Fui chamada para trabalhar em um prêmio de arquitetura.
Existia um rascunho de edital, feito pela curadora. Um documento bem pensado, escrito por gente que entende profundamente do assunto. Na cabeça de todo mundo ali, o trabalho estava praticamente pronto. Era só ter o edital e seguir.
Mas na hora de transformar aquele edital em algo que as pessoas iam de fato usar, para se inscrever, enviar material, acompanhar o resultado, tudo travou. Foi aí que me chamaram.
E esse é um ponto que se repete em contextos completamente diferentes.
Pessoas extremamente inteligentes, referências no que fazem, com um domínio impressionante do próprio campo. Mas com pouca familiaridade com processo. Para elas, o edital era o fim da linha.
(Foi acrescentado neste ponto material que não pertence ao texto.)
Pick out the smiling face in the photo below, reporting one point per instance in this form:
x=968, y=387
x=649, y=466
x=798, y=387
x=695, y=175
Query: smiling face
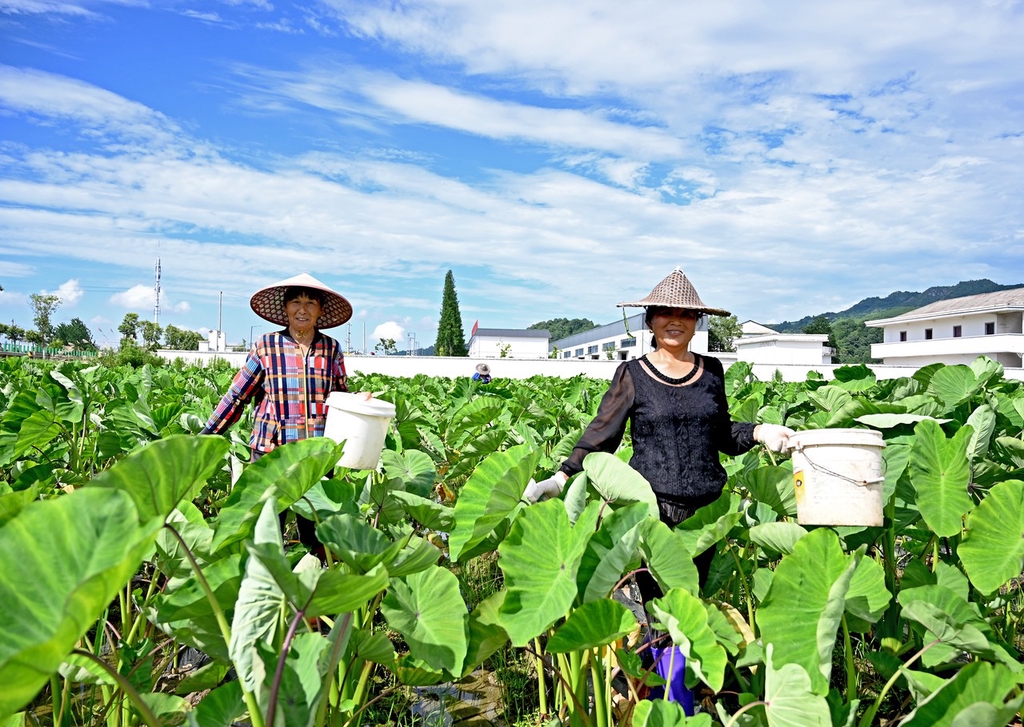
x=673, y=328
x=302, y=313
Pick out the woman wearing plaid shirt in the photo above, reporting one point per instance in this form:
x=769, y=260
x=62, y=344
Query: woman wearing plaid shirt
x=289, y=374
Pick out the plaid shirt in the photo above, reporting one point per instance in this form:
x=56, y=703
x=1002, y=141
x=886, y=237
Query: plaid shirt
x=289, y=390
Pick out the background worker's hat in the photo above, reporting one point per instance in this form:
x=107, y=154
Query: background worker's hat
x=675, y=292
x=268, y=303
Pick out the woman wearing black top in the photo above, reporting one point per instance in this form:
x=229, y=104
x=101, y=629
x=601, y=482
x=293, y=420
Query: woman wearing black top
x=675, y=401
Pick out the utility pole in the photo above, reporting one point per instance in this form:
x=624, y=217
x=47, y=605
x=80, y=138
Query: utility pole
x=156, y=307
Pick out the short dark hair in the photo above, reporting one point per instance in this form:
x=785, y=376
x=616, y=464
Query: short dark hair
x=293, y=292
x=651, y=310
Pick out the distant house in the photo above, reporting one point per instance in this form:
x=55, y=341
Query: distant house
x=760, y=344
x=620, y=340
x=508, y=343
x=955, y=331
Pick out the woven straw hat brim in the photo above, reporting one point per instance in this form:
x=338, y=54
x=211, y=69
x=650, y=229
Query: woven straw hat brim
x=268, y=302
x=675, y=292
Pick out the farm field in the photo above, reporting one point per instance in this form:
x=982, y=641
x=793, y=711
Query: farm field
x=145, y=580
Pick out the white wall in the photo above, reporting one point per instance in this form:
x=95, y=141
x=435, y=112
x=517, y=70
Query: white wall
x=801, y=349
x=486, y=346
x=408, y=367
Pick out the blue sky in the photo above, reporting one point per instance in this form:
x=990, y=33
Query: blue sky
x=558, y=157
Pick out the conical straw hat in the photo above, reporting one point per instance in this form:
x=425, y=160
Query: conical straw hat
x=268, y=302
x=675, y=292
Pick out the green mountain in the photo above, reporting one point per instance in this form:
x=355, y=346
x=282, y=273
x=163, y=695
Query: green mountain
x=852, y=340
x=898, y=302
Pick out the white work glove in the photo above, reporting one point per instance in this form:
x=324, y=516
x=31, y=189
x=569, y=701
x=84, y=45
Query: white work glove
x=774, y=436
x=550, y=487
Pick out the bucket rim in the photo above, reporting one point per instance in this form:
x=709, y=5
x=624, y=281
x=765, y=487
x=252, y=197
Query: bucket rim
x=836, y=437
x=355, y=403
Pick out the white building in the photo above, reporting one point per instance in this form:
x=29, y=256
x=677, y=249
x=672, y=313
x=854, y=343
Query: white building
x=760, y=344
x=508, y=343
x=216, y=341
x=620, y=341
x=955, y=331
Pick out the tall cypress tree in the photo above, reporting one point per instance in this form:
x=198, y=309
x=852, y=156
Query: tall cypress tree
x=451, y=339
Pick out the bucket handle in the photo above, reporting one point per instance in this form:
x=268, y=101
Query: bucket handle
x=859, y=482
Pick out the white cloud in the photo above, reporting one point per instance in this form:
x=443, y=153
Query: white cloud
x=41, y=7
x=136, y=298
x=389, y=330
x=70, y=293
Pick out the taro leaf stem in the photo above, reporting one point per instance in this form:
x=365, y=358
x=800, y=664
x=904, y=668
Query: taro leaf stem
x=865, y=721
x=143, y=709
x=744, y=708
x=225, y=630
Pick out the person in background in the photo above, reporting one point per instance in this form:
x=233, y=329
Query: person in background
x=674, y=400
x=482, y=374
x=289, y=373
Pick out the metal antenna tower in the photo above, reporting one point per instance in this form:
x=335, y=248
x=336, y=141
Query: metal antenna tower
x=156, y=307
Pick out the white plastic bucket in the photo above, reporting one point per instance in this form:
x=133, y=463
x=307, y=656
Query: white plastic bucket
x=838, y=476
x=361, y=424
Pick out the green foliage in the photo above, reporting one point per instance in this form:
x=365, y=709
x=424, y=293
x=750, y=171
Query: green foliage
x=126, y=537
x=562, y=328
x=451, y=338
x=152, y=333
x=129, y=328
x=722, y=331
x=42, y=310
x=74, y=333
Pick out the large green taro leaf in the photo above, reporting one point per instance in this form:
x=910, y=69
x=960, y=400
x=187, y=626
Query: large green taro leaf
x=428, y=610
x=161, y=474
x=973, y=698
x=867, y=597
x=64, y=560
x=805, y=604
x=540, y=559
x=485, y=634
x=300, y=681
x=594, y=624
x=291, y=469
x=609, y=552
x=615, y=481
x=667, y=557
x=954, y=384
x=992, y=551
x=491, y=495
x=778, y=537
x=773, y=486
x=660, y=713
x=940, y=473
x=685, y=617
x=414, y=468
x=792, y=701
x=260, y=607
x=711, y=523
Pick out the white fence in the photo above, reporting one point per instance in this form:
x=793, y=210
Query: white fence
x=452, y=367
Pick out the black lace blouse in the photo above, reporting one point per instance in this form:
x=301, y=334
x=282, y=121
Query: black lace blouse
x=679, y=426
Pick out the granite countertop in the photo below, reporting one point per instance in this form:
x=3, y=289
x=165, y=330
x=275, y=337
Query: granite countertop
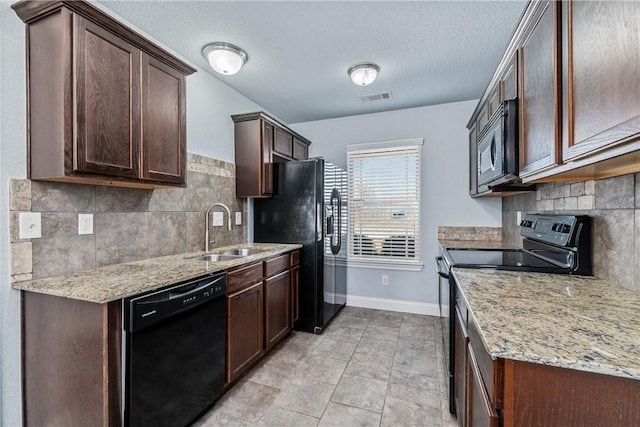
x=114, y=282
x=581, y=323
x=475, y=244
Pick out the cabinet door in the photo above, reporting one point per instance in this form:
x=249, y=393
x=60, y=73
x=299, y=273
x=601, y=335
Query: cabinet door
x=266, y=179
x=245, y=335
x=300, y=150
x=460, y=367
x=107, y=82
x=164, y=118
x=539, y=110
x=295, y=292
x=480, y=412
x=601, y=74
x=278, y=307
x=283, y=143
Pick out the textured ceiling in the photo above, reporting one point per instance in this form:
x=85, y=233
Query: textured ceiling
x=429, y=52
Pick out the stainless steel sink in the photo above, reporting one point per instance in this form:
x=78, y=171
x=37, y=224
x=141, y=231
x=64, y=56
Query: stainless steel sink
x=216, y=257
x=243, y=251
x=229, y=255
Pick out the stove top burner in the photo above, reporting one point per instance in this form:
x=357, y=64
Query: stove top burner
x=503, y=259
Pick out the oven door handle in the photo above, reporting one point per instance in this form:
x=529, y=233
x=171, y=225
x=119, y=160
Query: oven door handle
x=440, y=268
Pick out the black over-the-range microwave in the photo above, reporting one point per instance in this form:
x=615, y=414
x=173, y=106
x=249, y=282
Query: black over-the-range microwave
x=498, y=147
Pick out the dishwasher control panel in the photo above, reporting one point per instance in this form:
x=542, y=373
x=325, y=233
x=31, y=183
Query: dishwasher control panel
x=145, y=310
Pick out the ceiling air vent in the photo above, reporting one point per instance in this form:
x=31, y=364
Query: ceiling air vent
x=376, y=97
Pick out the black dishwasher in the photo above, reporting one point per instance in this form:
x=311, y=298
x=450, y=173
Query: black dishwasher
x=174, y=352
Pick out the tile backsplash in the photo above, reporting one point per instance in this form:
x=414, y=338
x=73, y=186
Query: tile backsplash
x=129, y=224
x=613, y=203
x=483, y=234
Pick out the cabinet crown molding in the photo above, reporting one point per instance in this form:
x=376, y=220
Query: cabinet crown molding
x=30, y=11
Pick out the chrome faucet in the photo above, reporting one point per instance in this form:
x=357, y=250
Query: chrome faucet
x=206, y=223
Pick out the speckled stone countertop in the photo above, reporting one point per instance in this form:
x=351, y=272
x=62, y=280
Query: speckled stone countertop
x=110, y=283
x=581, y=323
x=474, y=244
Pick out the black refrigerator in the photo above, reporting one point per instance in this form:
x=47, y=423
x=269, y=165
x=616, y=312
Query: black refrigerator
x=309, y=207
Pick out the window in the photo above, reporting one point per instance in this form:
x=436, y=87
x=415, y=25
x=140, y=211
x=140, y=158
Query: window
x=384, y=201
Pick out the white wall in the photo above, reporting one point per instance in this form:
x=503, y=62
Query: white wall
x=209, y=132
x=12, y=163
x=444, y=186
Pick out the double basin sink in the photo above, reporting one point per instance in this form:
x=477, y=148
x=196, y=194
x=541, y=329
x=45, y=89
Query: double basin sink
x=230, y=254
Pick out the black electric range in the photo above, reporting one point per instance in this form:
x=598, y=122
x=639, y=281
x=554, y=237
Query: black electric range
x=559, y=244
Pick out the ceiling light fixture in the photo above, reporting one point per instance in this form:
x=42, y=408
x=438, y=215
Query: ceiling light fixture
x=363, y=74
x=225, y=58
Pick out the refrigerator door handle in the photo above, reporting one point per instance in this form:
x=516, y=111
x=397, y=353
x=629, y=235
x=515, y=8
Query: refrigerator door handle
x=319, y=221
x=336, y=243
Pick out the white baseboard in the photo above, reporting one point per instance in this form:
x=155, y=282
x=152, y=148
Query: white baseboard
x=394, y=305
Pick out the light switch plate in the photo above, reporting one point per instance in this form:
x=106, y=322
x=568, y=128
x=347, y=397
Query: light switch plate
x=30, y=225
x=85, y=223
x=218, y=219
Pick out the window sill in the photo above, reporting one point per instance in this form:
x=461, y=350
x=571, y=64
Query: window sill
x=386, y=264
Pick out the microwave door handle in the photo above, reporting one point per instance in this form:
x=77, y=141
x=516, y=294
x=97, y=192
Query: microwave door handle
x=442, y=271
x=492, y=158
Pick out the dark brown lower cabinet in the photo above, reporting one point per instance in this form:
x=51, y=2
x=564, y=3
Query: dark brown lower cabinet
x=259, y=308
x=295, y=291
x=460, y=368
x=539, y=395
x=245, y=336
x=277, y=307
x=71, y=361
x=496, y=392
x=480, y=411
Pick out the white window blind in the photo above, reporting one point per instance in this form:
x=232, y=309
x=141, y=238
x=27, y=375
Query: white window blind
x=384, y=201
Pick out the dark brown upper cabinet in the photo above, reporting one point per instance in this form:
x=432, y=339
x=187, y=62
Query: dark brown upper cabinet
x=575, y=69
x=509, y=80
x=601, y=75
x=539, y=92
x=283, y=143
x=261, y=140
x=105, y=105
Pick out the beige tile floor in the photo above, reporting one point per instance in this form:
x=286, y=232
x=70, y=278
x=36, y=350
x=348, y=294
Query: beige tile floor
x=369, y=368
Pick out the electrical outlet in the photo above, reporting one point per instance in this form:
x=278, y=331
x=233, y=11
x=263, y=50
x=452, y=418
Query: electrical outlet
x=218, y=219
x=85, y=223
x=30, y=225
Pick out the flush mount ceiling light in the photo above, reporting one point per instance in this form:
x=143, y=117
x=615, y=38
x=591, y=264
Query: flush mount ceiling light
x=363, y=74
x=225, y=58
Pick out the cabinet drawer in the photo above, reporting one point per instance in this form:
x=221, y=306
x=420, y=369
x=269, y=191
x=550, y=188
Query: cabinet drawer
x=462, y=305
x=480, y=411
x=276, y=265
x=244, y=276
x=295, y=258
x=490, y=371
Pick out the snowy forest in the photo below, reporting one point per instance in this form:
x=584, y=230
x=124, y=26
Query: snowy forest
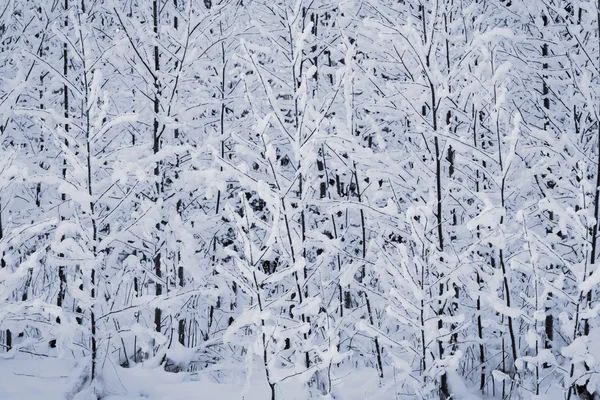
x=299, y=199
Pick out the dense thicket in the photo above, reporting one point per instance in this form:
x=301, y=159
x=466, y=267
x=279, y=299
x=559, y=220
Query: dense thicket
x=406, y=189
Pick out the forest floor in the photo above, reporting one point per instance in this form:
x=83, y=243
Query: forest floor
x=52, y=379
x=47, y=378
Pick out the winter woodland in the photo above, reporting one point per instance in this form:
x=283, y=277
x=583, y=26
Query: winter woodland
x=294, y=199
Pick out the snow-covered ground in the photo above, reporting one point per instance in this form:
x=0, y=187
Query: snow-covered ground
x=47, y=378
x=53, y=379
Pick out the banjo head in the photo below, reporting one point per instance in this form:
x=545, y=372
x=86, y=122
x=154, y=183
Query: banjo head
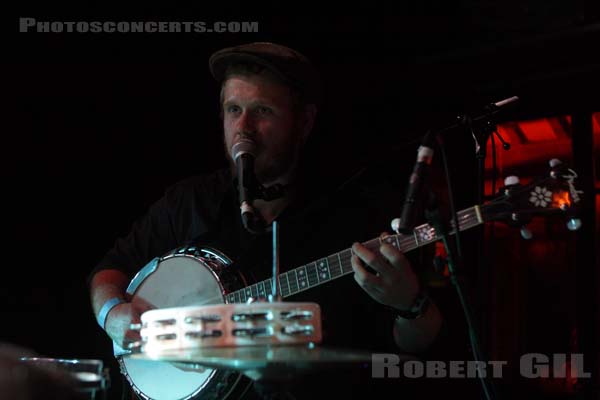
x=186, y=277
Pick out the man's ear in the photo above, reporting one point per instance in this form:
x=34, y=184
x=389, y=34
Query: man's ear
x=310, y=114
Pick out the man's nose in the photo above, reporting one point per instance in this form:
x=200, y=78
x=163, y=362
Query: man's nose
x=246, y=122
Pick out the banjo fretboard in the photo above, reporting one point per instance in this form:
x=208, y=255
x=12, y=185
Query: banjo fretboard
x=337, y=265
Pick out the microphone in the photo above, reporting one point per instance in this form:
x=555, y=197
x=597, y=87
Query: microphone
x=243, y=154
x=415, y=183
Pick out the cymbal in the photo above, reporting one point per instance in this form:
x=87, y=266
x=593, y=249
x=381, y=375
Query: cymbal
x=262, y=362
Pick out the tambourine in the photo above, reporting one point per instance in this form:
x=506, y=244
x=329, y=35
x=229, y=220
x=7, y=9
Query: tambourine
x=228, y=325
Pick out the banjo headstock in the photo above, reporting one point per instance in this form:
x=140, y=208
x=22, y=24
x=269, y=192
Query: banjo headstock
x=516, y=204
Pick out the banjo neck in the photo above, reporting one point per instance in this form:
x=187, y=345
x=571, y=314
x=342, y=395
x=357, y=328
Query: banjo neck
x=338, y=264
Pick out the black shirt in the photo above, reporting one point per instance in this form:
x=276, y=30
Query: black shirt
x=203, y=210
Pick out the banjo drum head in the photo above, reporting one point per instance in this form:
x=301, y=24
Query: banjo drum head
x=177, y=281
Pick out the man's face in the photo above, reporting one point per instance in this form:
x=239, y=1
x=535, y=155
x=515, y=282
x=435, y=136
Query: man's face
x=262, y=110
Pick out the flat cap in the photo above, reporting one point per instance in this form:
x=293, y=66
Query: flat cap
x=288, y=64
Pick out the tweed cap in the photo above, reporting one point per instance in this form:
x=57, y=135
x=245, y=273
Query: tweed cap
x=288, y=64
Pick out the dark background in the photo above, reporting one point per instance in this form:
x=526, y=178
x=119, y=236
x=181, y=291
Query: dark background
x=96, y=126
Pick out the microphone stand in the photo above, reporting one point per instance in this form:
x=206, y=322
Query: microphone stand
x=416, y=183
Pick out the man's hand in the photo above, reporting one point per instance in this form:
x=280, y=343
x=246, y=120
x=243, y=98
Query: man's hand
x=118, y=323
x=394, y=283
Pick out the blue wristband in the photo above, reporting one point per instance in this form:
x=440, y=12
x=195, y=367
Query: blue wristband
x=109, y=305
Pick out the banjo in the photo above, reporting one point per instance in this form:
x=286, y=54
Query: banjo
x=193, y=275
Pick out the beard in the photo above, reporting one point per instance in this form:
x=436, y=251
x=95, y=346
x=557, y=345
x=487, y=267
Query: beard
x=272, y=165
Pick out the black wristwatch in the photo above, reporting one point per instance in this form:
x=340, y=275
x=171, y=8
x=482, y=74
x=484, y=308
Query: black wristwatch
x=417, y=309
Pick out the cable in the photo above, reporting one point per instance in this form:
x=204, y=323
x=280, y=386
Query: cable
x=488, y=391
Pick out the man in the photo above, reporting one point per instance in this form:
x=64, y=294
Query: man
x=269, y=95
O documento existia, então o trabalho estava feito.
Só que um edital não é um processo. É a intenção de um processo. Entre o texto do documento e a pessoa que vai se inscrever do outro lado da tela, existe um caminho inteiro que ninguém tinha pensado ainda. Quais etapas a pessoa percorre. O que ela precisa ter em mãos em cada uma. Onde ela pode se perder. O que acontece se faltar um documento. Como a organização recebe tudo isso sem virar bagunça.
Nada disso estava no edital. E nada disso é óbvio, até você precisar fazer acontecer.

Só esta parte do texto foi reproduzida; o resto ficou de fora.